In Art. 7 Abs. 3 steht folgendes geschrieben:
(3) Die Ausgleichszahlungen nach Absatz 1 erfolgen durch Barzahlung, durch elektronische oder gewöhnliche Überweisung, durch Scheck oder, mit schriftlichem Einverständnis des Fluggasts, in Form von Reisegutscheinen und/oder anderen Dienstleistungen.
Sie haben also grundsätzlich einen Anspruch auf eine Erstattung in Geld der gesamten Flugscheinkosten. Die Erhebung einer Berarbeitungsgebühr ist also unzulässig. Außerdem darf die Fluggesellschaft Ihnen einen Reisegutschein nur dann geben, wenn Sie zustimmen. Artikel 8 der Fluggastrechte-Verordnung regelt also klar, dass Reisende zwischen einer vollen Erstattung des Ticketpreises oder einer Umbuchung bzw. einem Gutschein frei wählen können.

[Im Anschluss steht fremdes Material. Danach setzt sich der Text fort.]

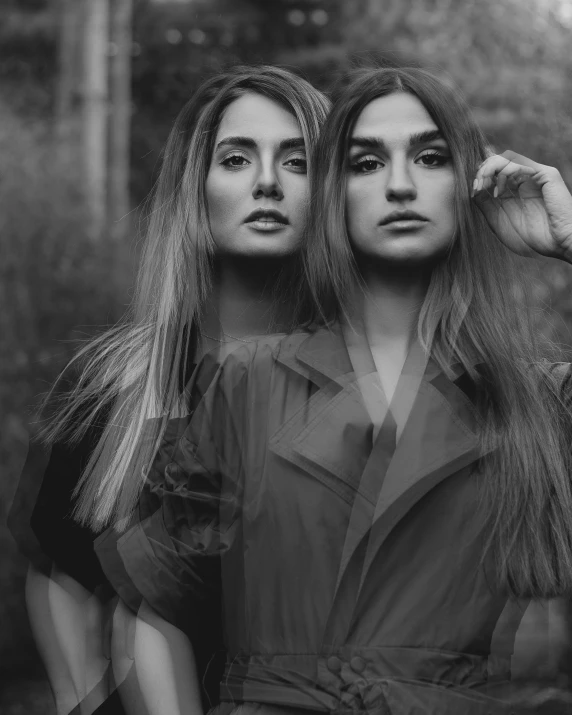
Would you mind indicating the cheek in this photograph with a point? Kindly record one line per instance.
(222, 199)
(358, 203)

Manche Fluggesellschaften versuchen nunmehr aus betriebswirtschaftlichen Erwägungen, ihre Passagiere mit einem Gutschein in Höhe des für die Flugreise gezahlten Betrages zu entschädigen, um so eine Rückerstattung dieses Betrages zu vermeiden. Ein solcher Gutschein muss jedoch nicht akzeptiert werden.
Allerdings haben Sie den Gutschein bereits akzeptiert und damit eine Willenserklärung abgegeben. Die einzige Möglichkeit, die ich sehe ist eine Anfechtung der Willenserklärung.

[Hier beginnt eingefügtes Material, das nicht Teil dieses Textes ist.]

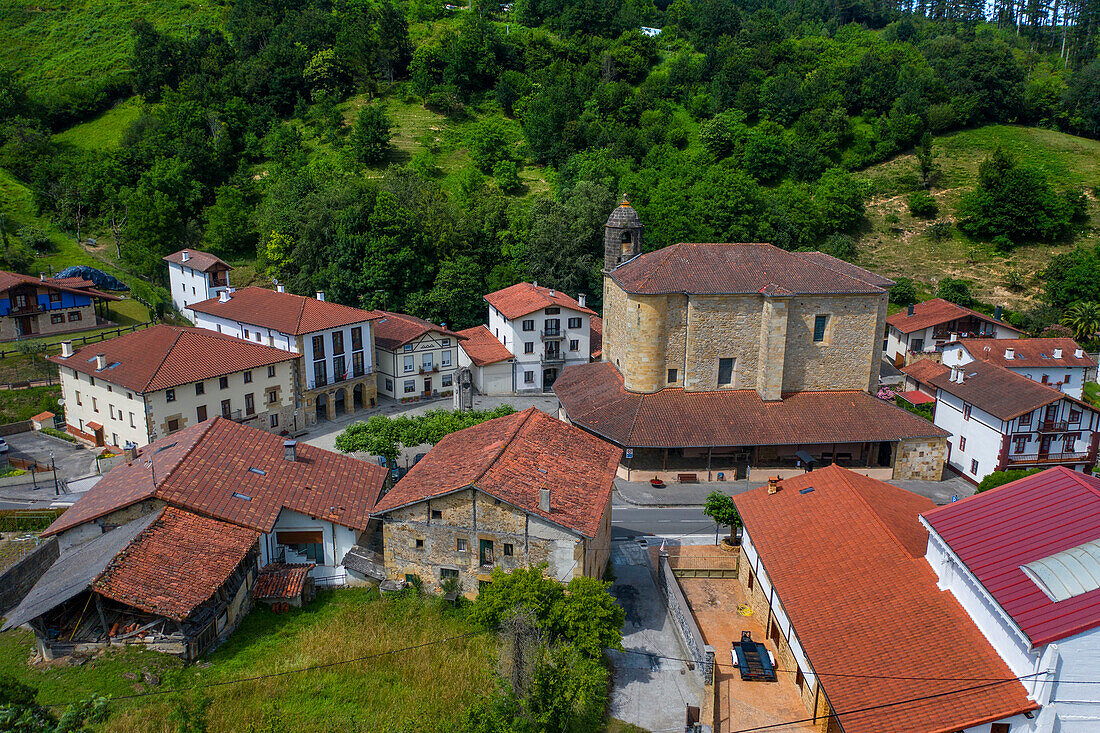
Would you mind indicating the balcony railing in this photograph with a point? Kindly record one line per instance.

Hierbei gibt es verschiedene Möglichkeiten. Es könnte zunächst ein Inhalts- oder Erklärungsirrtum gem. § 119 I BGB vorliegen.
Ein Inhaltsirrrumt solcher ist gegeben, wenn der Erklärende das erklärt, was er auch erklären wollte, sich jedoch über die Bedeutung der Erklärung irrt. Ein solcher Irrtum ist in Ihrem Fall nicht gegeben, da Sie erklärt haben, dass Sie einen Gutschein annehmen wollen und diesen im Moment der Abgabe der Willenserklärung auch annehmen wollten.
Beim Erklärungsirrtum stimmt das Gewollte und das Gesagte nicht überein, da der Erklärende sich verschreibt, vergreift, verspricht, vertippt oder ähnliches. Auch ein solcher Irrtum liegt in Ihrem Fall nicht vor.
Nach § 119 II BGB ist eine Anfechtung auch bei einem Irrtum über eine verkehrswesentliche Eigenschaft einer Person oder einer Sache möglich. Auch ein solcher Irrtum liegt in Ihrem Fall nicht vor.
Schlussendlich könnte noch eine Anfechtung nach § 123 BGB wegen arglistiger Täuschung oder Drohung möglich sein. Eine Drohung liegt in Ihrem Fall definitiv nicht vor. Möglich ist daher allein eine Anfechtung wegen arglistiger Täuschung. Wird jemand arglistig getäuscht und gibt infolgedessen eine Willenserklärung ab, die er bei Kenntnis der wahren Sachlage so nicht abgegeben hätte, so kann er die Erklärung anfechten. Hier fehlen mir die ausreichenden Informationen, um Ihren Fall abschließend bewerten zu können. Hat die Fluggesellschaft Ihnen deutlich gesagt, dass Sie keinen Anspruch auf eine Erstattung der Flugscheinkosten haben und Ihre einzige Möglichkeit ist, einen Gutschein anzunehmen, könnte eine arglistige Täuschung vorliegen, welche Sie zur Anfechtung berechtigen würde.
Allerdings gestaltet sich der Fall hier recht komplex, weshalb es sinnvoll für Sie sein könnte, einen Anwalt für Flugrecht einzuschalten.